A patch above fixes a bug, but still follows RFC.
Please, consider to review it.

lavr on 15 Sep 2013

@lavr Sorry, we didn't make this very clear. We do _not_ expect charade to be called in this case. The RFC is very clear: if you don't specify a charset, and the MIME type is text/*, the encoding must be assumed to be ISO-8859-1. That means "don't guess". =)

Lukasa on 16 Sep 2013

@lavr: just set r.encoding to None, and it'll work as you expect (I think).

kennethreitz42 on 16 Sep 2013

Or do r.encoding = r.apparent_encoding.

Lukasa on 16 Sep 2013

👍2

Even better.

kennethreitz42 on 16 Sep 2013

On r.encoding = None and r.encoding = r.apparent_encoding we lost server charset information.
Totally ignoring server header is not good solution, I think.

Right solution is something like this:

r = requests.get(...)
params = cgi.parse_header(r.headers.get('content-type'))[0]
server_encoding = ('charset' in params) and params['charset'].strip("'\"") or None
r.encoding = server_encoding or r.apparent_encoding
text = r.text

Looks weird :(

lavr on 16 Sep 2013

Or do this:

r = requests.get(...)

if r.encoding is None or r.encoding == 'ISO-8859-1':
    r.encoding = r.apparent_encoding

Lukasa on 16 Sep 2013

I don't think so :)

Condition r.encoding is None has no sense, because r.encoding can never be None for content-type=text/*.

r.encoding == 'ISO-8859-1'... what does it mean ? Server sent charset='ISO-8859-1' or server sent no charset? If first, I shouldn't guess charset.

lavr on 16 Sep 2013

@lavr I was covering the non-text bases. You can rule out the charset possibility by using this condition instead:

r.encoding == 'ISO-8859-1' and not 'ISO-8859-1' in r.headers.get('Content-Type', '')

Lukasa on 16 Sep 2013

@Lukasa
Well, I can use this hack.
And everybody in Eastern Europe and Asia can use it.

But what if we fix it in requests ? ;)
What if requests can honestly set enconding=None on response without charset ?

lavr on 16 Sep 2013

As we've discussed many times, Requests is following the HTTP specification to the letter. The current behaviour is not wrong. =)

Lukasa on 16 Sep 2013

The fact that it is not helpful for your use case is a whole other story. =)

Lukasa on 16 Sep 2013

Alright, that's enough discussion on this. Thanks for the feedback.

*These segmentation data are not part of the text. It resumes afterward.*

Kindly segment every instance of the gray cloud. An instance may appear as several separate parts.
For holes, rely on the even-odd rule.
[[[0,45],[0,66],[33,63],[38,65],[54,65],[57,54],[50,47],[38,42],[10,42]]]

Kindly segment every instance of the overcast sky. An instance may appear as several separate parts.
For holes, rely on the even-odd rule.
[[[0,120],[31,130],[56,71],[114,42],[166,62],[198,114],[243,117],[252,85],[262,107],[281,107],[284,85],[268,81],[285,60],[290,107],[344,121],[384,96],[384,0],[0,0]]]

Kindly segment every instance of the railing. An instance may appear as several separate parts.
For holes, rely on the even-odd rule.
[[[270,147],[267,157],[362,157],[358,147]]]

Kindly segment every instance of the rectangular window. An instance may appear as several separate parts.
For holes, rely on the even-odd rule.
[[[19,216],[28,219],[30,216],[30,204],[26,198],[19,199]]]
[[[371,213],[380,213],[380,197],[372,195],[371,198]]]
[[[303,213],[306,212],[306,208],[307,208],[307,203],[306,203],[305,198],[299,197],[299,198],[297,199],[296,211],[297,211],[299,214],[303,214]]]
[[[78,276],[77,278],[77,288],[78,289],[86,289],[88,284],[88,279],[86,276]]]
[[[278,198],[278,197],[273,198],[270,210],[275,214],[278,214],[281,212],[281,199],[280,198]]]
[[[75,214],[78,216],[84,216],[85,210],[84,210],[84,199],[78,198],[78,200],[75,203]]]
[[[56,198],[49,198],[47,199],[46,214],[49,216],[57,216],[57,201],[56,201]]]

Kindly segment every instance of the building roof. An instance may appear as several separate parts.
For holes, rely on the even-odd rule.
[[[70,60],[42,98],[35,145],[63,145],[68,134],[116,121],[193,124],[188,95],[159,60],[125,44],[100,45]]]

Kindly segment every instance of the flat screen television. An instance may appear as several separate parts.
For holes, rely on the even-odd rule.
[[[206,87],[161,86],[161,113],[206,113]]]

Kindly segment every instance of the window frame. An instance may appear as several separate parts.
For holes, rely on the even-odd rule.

kennethreitz42 on 16 Sep 2013

Updated HTTP 1.1 obsoletes ISO-8859-1 default charset: http://tools.ietf.org/html/rfc7231#appendix-B

lavr on 8 Jun 2014

We're already tracking this in #2086. =)

Lukasa on 8 Jun 2014

To whom it may concern, here is a compatibility patch

create file requests_patch.py with following code and import it, then the problem should be solved.

#!/usr/bin/env python
# -*- coding: utf-8 -*-
import requests
import chardet

def monkey_patch():
    prop = requests.models.Response.content
    def content(self):
        _content = prop.fget(self)
        if self.encoding == 'ISO-8859-1':
            encodings = requests.utils.get_encodings_from_content(_content)
            if encodings:
                self.encoding = encodings[0]
            else:
                self.encoding = chardet.detect(_content)['encoding']

            if self.encoding:
                _content = _content.decode(self.encoding, 'replace').encode('utf8', 'replace')
                self._content = _content
                self.encoding = 'utf8'

        return _content
    requests.models.Response.content = property(content)

monkey_patch()

passos on 19 May 2017

👍2

@lavr (/cc @sigmavirus24), even easier than that, you can simply provide the encoding yourself.
>>> r = requests.get('http://irresponsible-server/')
>>> r.encoding = 'utf-8'
Then, proceed normally.

Thanks for this! Any idea on how to do it in one line?